Kaplan Dr. Josef Spindelböck
Predigt am 23. Sonntag im Jahreskreis B
(10. September 2000)
L 1: Jes 35,4-7a; L 2: Jak 2,1-5; Ev: Mk 7,31-37
Liebe Brüder und Schwestern im Herrn!
Was steht uns bevor? Was erwarten wir, worauf hoffen wir? Was ist unsere Zukunft? Wer denkt nicht darüber nach! Doch diese auf den ersten Augenblick sehr irdischen Fragen können auch auf tiefere Weise verstanden werden. Und als Christen sollten wir das tun! Suchen wir also eine Antwort auf unsere Fragen aus dem Glauben!
Jesus Christus gibt uns die Antwort auf unser Sehnen und Fragen, er ist das Ziel unserer Suche. Bei ihm finden wir nicht nur eine allgemeine Versicherung, es werde uns schon nichts passieren, sondern er sagt uns: Was immer geschieht, Gott meint es gut mit uns!
Und das ist keineswegs eine billige Hoffnung, sondern eine, die uns sogar tragen kann über den Tod hinaus. Denn vor 2000 Jahren ist im Land der Juden ein Mann aufgetreten, der alle irdischen Maßstäbe radikal umgeworfen hat. Er verkündete nichts Geringeres als: Das Reich Gottes ist euch nahe! Hier bei euch ist Gottes Liebe. In aller Traurigkeit und Not des Erdendaseins gibt es Geborgenheit und Zuversicht. Gott verheißt uns Großes!
Wenn im Alten Testament der Prophet Jesaja ausrief: "Die Augen der Blinden werden geöffnet und die Ohren der Tauben sind wieder offen", dann ist das keine leere Phantasie eines religiösen Schwärmers, sondern machtvolle Verheißung des gütigen Gottes. Der Beginn der Erfüllung ist mit dem Kommen Jesu Christi gemacht: Er berührt Kranke und heilt sie. Er schenkt den Blinden das Augenlicht und läßt die Tauben wieder hören und die Stummen wieder sprechen. An diesen Wundern sollen alle erkennen: Jesus ist wirklich der Heilbringer, er ist der Messias!

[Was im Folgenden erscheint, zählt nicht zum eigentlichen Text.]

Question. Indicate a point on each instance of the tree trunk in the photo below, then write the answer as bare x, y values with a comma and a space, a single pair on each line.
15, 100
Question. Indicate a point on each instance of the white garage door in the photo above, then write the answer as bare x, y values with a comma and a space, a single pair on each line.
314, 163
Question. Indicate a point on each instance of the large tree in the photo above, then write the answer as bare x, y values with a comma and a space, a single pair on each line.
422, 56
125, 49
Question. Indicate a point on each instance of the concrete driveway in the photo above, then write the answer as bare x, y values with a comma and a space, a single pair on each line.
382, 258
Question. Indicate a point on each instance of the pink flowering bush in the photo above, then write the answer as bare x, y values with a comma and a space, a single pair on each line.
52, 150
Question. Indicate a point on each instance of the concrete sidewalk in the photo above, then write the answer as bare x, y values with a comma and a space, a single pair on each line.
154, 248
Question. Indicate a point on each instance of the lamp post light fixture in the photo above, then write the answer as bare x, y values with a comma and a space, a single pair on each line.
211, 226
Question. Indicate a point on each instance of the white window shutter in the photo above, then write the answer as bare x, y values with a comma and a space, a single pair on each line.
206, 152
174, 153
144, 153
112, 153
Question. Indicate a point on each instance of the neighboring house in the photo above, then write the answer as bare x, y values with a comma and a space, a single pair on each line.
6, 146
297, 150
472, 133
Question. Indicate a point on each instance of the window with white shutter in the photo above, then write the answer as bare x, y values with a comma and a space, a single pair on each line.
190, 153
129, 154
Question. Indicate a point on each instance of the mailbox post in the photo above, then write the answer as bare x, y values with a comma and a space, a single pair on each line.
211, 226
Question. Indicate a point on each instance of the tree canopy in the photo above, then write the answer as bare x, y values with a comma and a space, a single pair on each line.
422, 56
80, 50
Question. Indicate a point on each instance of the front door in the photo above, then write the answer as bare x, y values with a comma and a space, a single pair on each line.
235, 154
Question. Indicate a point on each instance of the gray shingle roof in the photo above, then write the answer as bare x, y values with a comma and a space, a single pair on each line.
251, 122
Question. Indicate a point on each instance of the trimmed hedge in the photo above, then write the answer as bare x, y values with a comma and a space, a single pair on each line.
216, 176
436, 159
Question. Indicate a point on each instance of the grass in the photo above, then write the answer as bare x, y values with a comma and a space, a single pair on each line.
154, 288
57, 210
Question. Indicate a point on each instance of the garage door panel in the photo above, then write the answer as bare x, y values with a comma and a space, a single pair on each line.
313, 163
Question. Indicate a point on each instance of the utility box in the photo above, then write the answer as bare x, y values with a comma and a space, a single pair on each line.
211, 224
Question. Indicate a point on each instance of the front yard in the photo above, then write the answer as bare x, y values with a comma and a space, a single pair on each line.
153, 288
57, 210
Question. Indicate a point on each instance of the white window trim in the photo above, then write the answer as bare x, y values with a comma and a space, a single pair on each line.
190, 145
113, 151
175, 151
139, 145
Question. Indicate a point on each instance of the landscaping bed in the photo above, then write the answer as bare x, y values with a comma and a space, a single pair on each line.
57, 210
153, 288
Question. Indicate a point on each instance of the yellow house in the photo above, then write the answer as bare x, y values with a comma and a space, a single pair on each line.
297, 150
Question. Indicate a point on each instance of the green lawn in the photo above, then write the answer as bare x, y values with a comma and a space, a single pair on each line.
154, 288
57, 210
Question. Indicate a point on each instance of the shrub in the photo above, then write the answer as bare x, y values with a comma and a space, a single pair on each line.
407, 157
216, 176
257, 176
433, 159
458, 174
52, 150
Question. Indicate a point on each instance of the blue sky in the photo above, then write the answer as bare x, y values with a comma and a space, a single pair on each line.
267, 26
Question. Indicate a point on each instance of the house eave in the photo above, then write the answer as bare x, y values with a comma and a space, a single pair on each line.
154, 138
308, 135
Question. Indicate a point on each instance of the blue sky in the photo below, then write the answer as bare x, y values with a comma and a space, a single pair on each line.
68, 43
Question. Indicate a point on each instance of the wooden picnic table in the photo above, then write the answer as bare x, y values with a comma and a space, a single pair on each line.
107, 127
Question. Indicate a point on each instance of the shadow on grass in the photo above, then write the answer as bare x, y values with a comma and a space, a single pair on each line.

Ist Jesus Christus auch für uns der Heiland? Wie lesen wir die Heilige Schrift? Wenden wir das, was wir hören, auch auf uns an? Wie betrifft es unser Leben? Wohl alle müssen wir zugeben: Allzuleicht lassen wir uns verunsichern von Meinungen, verwirren von Gefühlen. So schweifen wir unstet umher, ohne das zu finden, was wir wirklich suchen!
Wie finden wir einen Ausweg aus unserer Not, wo gibt es Hoffnung? Vor allem sollen wir uns bewußt machen: Unsere Zukunft liegt bei Gott. Das irdische Leben ist sehr wichtig, aber es ist nur die Vorbereitung. Das ewige Leben bei Gott erwartet uns. Jeder, der glaubt und die Liebe übt, wird das Reich Gottes erben. Das ist die frohe Botschaft des Sohnes Gottes. Sie gilt für einen jeden von uns. Schenken wir ihm unser Vertrauen, er wird uns nicht enttäuschen!
Gehen wir unseren Weg mit Maria, der Mutter Jesu, die auch unsere Mutter ist! Sie hat geglaubt, und sie wurde verherrlicht.
Die Heiligen des Himmels erwarten uns. Wirken wir in dieser Weltzeit das, was uns aufgetragen ist. Dann wird einmal alles gut sein – im ewigen Leben der Herrlichkeit des Himmelreiches, das wir alle erwarten. Amen.